American Gothic is pretty good, but gothic to me can be stuff like a murder mystery, I’m talking specifically stuff involving the supernatural.

As far as time period goes I’m talking about broadly present day I E the age of automobiles, airplanes stuff like that, if you’re talking 1800s era literature like Edgar Allan Poe I would consider that something different, though certainly a cousin to it, the furthest you could go back would maybe be HP Lovecraft who was writing stories set in the 1920s and 1930s which was still the era of automobiles etc, though I would consider Lovecraft to be more of his own thing and a precursor to what I’m talking about than a genuine example, in fact I would say 1920s and 1930s pulp fiction in general is its own kind of thing.

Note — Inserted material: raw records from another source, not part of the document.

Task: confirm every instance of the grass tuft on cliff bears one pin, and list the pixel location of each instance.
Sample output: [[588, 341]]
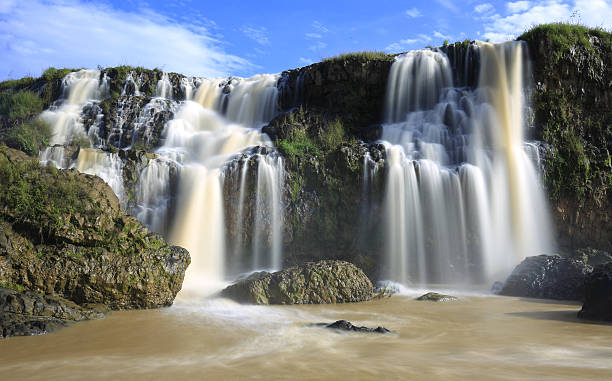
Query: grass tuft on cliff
[[362, 55], [572, 77]]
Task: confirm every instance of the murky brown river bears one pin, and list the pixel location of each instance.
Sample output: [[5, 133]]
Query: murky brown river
[[477, 338]]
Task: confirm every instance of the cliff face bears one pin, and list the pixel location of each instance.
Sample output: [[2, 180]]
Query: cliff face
[[572, 99], [329, 121], [64, 233]]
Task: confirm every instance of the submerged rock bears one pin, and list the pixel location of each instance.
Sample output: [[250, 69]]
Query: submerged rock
[[435, 297], [310, 283], [598, 294], [26, 313], [547, 277], [344, 325]]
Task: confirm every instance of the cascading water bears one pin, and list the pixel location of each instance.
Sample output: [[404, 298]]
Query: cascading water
[[198, 142], [463, 201]]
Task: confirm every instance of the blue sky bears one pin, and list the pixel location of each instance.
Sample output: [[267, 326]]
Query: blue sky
[[218, 38]]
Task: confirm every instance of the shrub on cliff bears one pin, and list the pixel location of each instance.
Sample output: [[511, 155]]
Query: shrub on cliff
[[20, 105], [29, 137]]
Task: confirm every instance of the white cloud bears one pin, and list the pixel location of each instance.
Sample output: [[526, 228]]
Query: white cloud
[[413, 13], [517, 6], [36, 34], [483, 8], [318, 45], [257, 34], [594, 13], [319, 27], [442, 36], [448, 4]]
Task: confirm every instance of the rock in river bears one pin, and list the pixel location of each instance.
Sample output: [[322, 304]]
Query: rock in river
[[548, 277], [598, 294], [320, 282]]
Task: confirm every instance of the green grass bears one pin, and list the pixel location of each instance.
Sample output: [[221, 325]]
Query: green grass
[[29, 137], [16, 84], [53, 74], [20, 105], [363, 55]]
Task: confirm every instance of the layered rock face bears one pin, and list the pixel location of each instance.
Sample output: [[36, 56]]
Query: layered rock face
[[310, 283], [64, 233]]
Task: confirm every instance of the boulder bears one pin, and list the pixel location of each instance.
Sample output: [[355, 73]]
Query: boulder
[[547, 277], [320, 282], [435, 297], [26, 313], [344, 325], [598, 294]]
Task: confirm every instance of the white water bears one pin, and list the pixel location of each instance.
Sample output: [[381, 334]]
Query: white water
[[204, 135], [164, 87], [463, 200]]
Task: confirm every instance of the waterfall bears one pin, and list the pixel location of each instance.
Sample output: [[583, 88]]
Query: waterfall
[[463, 200], [164, 87], [221, 122]]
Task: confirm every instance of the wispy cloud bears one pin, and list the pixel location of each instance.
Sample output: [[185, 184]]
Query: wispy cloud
[[595, 13], [413, 13], [36, 34], [448, 4], [257, 34], [517, 6], [483, 8], [318, 46], [319, 27], [441, 35]]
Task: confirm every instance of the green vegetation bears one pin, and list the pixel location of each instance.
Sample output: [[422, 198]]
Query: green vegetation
[[53, 74], [20, 105], [29, 137], [36, 195], [363, 55], [16, 84], [572, 71]]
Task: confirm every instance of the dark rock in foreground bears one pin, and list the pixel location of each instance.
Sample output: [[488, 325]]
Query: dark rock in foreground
[[547, 277], [598, 294], [310, 283], [26, 313], [435, 297], [344, 325]]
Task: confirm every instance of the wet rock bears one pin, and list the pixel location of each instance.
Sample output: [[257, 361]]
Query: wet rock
[[547, 277], [435, 297], [26, 313], [344, 325], [85, 249], [310, 283], [598, 294]]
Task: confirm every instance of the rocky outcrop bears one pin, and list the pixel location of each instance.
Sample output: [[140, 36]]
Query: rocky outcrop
[[598, 294], [64, 233], [26, 313], [572, 97], [343, 325], [547, 277], [435, 297], [310, 283]]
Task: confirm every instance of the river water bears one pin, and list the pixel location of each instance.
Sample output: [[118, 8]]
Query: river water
[[479, 337]]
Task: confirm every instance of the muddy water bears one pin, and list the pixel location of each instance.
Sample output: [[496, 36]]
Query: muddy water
[[477, 338]]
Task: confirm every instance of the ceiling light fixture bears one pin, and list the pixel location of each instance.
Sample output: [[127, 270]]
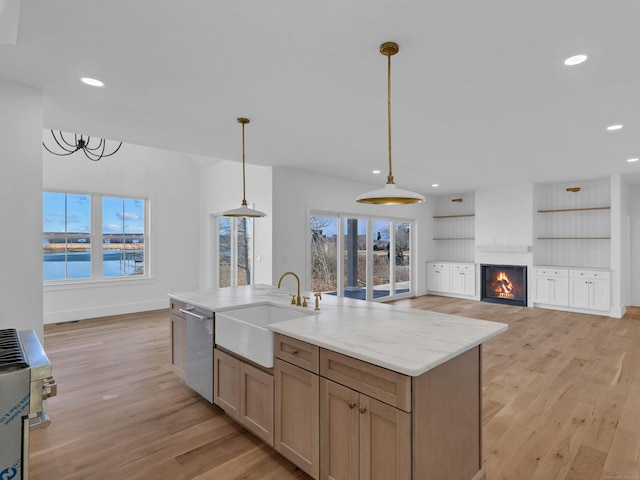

For me I would consider the time period to be post world war two with the Twilight Zone being one of the earliest examples and the fiction that it was either adapting or inspired by in the 1950s/early 60s.
Gothic fiction in the traditional sense involved the protagonists being far from their homes (usually somewhere in the Catholic or Eastern Orthodox part of Europe, or Muslim lands) and if not strict supernaturalism, it was always suggested. Murder mysteries in general aren't really considered to be gothic though there can be crossover.

A blanket term might be "weird fiction" which is an unsatisfactory term used for everything from Lovecraft to the current crop of hacks living off borrowing his ideas (one of which is King). I would agree with American Gothic working fine as a genre name, even if it conjures up images of a famously humorous painting.